No, not that Twister.
I originally planned to write a single-word review of this film: "Sh*tster." But I figured our Chief Justice wouldn't look too kindly on that. Unfortunately, the lack of fecal epithets leaves me at a bit of a loss as to describe the extent of this film's mediocrity.
Let's start, then with a brief rundown of the plot. (No, Not That) Twister offers a glimpse into the unhappy lives of a deeply wacky rural Kansas family, headed by the preternaturally grizzled Harry Dean Stanton. Daughter Maureen (Suzy Amis) is a beer-swilling layabout and single mother of a precocious young daughter. Maureen's ex-boyfriend and absentee father (or is he?) of her child, Chris (The Practice's Dylan McDermott) rolls into town and seeks to worm his way back into Maureen and his daughter's lives. Meanwhile, brother Crispin Glover (deep, mournful sigh) is…there. The film takes these characters and mingles them in a series of combinations of dull, talky scenes until the titular twister forces them all into the house, where the crescendo of tedium that has been building throughout the film finally implodes into a black hole of boredom.
Okay, truth to tell, it's not that bad. With the exception of the always annoying Crispin Glover, each individual moment of Twister might, in more capable hands, contain some dramatic and/or comedic value. Unfortunately, director Michael Almereyda, whose blazing lack of talent would blossom putridly in his thoroughly inept 2000 adaptation of Hamlet, knows a good deal more about framing shots than stitching them together into a coherent narrative.
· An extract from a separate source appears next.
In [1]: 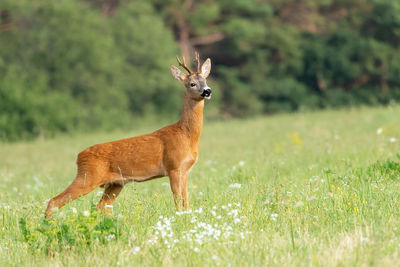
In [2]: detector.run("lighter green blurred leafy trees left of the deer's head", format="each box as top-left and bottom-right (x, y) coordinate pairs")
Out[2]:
(0, 0), (180, 139)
Almereyda's idea of compelling drama involves characters standing around spouting "wacky" lines while taking turns chewing the scenery. It's like watching a Merchant-Ivory remake of a John Waters film.
About the only reason for anyone to watch Twister is to take in the unique charms of Crispin Glover, who is given free rein in this film to be as self-indulgently nutty as he likes. If that concept excites you, godspeed. To everyone else, this film represents 93 minutes torn from your life and carried away by a tornado of dreck. Even mildly amusing cameo appearances by the likes of Tim Robbins and William S. Burroughs can't save this mess.
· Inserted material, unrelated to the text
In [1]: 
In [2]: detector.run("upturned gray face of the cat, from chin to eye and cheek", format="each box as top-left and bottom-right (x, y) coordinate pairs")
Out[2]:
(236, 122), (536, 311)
Video? Audio? Special features? Please. This is an Artisan catalog release. Need I say more? Let's put it this way, the packaging lists "Full Screen Version" as a special feature. For shame, Artisan. For shame.
Somewhere, deep within Twister, is a searing portrayal of the disintegration of a family, leavened by quirky, oddball humor. But that thin undertone of genuine artistry is fatally smothered beneath a miasma of smug, callow gestures that will please only the heavily medicated…and fans of Crispin Glover, which may be redundant.